Despite being vocally anti-Castro offstage, Celia’s music remained apolitical, representing a stage in the exile community’s grief that sought comfort in preserving their chapter of Cuban history. She once said, “Emotionally, I want to go back. But never under Castro’s dictatorship. I will take the Cuba I have in my heart with me.” Songs like “Por Si Acaso No Regreso” provide aerial views of the island, illustrating that due to decades of distance, exile songs aim to connect immigrants to lost land through music and metaphor, not the people left behind. For my grandparents, leaving the country of their birth was their ultimate form of protest.
In Cuba, rap is el pueblo’s chosen sound for protest. Rappers like Los Aldeanos, Márquez, and Castillo expose the regime’s oppression and corruption, borrowing from American hip-hop to spit in the faces of their America-hating government. The organization of the song also captures the genre and generational gaps between Cuban exiles and younger residents, beginning with elements of bolero and flamenco, and setting up the song’s rap with the hook. Audibly, the chants of Cubans and Cuban Americans on the streets today imitate the cadence of the final repetition of “Patria y Vida.” In “Por Si Acaso No Regreso’s” coro-pregón (call-and-response), Celia repeats “The pain [of not returning] will kill me.” Cubans on the island are ready to accept this fate too — but they’ll die trying.

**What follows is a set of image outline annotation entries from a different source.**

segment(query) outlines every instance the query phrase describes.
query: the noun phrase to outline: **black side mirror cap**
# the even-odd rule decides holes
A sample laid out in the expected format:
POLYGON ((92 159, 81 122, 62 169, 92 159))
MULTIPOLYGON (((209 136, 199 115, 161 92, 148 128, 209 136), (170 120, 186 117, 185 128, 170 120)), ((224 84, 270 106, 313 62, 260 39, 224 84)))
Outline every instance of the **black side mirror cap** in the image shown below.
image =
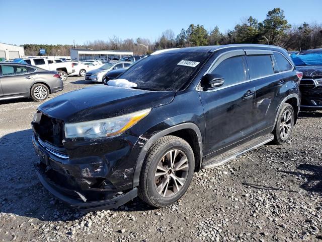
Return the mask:
POLYGON ((222 86, 225 80, 221 76, 212 73, 207 73, 201 79, 202 87, 215 87, 222 86))

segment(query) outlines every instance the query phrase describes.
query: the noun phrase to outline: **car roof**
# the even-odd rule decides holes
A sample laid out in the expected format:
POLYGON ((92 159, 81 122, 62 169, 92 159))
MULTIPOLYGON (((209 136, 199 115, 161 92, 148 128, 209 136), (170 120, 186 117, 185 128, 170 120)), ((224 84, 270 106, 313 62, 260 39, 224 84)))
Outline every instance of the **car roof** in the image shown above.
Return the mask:
POLYGON ((260 49, 282 49, 282 48, 276 46, 275 45, 268 45, 266 44, 226 44, 224 45, 209 45, 206 46, 196 46, 196 47, 188 47, 186 48, 176 48, 175 49, 169 49, 163 53, 188 53, 188 52, 204 52, 211 53, 224 48, 235 48, 235 47, 255 47, 260 49))

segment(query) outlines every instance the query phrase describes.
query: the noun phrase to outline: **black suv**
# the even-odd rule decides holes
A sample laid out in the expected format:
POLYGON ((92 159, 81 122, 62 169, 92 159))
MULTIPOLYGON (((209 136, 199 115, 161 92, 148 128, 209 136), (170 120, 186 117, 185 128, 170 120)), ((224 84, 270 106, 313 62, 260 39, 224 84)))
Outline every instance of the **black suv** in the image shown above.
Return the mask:
POLYGON ((295 52, 291 57, 296 69, 303 73, 301 110, 322 110, 322 49, 295 52))
POLYGON ((272 46, 148 56, 109 86, 39 107, 32 123, 38 176, 80 209, 116 208, 138 195, 166 206, 184 195, 194 172, 285 142, 299 111, 300 74, 272 46))

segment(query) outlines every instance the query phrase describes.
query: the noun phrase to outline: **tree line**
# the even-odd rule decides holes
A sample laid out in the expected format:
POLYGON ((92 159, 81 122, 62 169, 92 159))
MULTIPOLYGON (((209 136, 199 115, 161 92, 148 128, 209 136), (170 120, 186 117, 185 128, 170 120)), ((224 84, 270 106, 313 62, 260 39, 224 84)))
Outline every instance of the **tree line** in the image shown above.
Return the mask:
POLYGON ((284 12, 275 8, 268 12, 266 18, 259 22, 250 16, 225 33, 215 26, 210 31, 203 25, 190 24, 176 36, 167 29, 155 41, 144 38, 122 40, 113 36, 108 40, 87 41, 83 45, 23 45, 26 55, 40 55, 39 49, 46 54, 69 55, 69 49, 75 47, 91 49, 126 50, 135 54, 150 53, 158 49, 175 47, 217 45, 236 43, 259 43, 277 45, 288 50, 301 50, 322 47, 322 25, 304 22, 291 26, 284 12))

In a guest spot on “Patria y Vida,” Castillo imagines the signing of a musical constitution where a new revolution belonging to his generation is initiated with his “firma,” his signature. The song’s chorus declares, with unfailing authority, the beginning of the regime’s end. Months after its initial release, we can see how music, and specifically “Patria y Vida,” has physically and emotionally moved the Cuban people. Its prospective vision of a liberated Cuba has helped Cubans manage their fear to assert a new future for themselves. Not to live free or die, but to live free. Punto y aparte.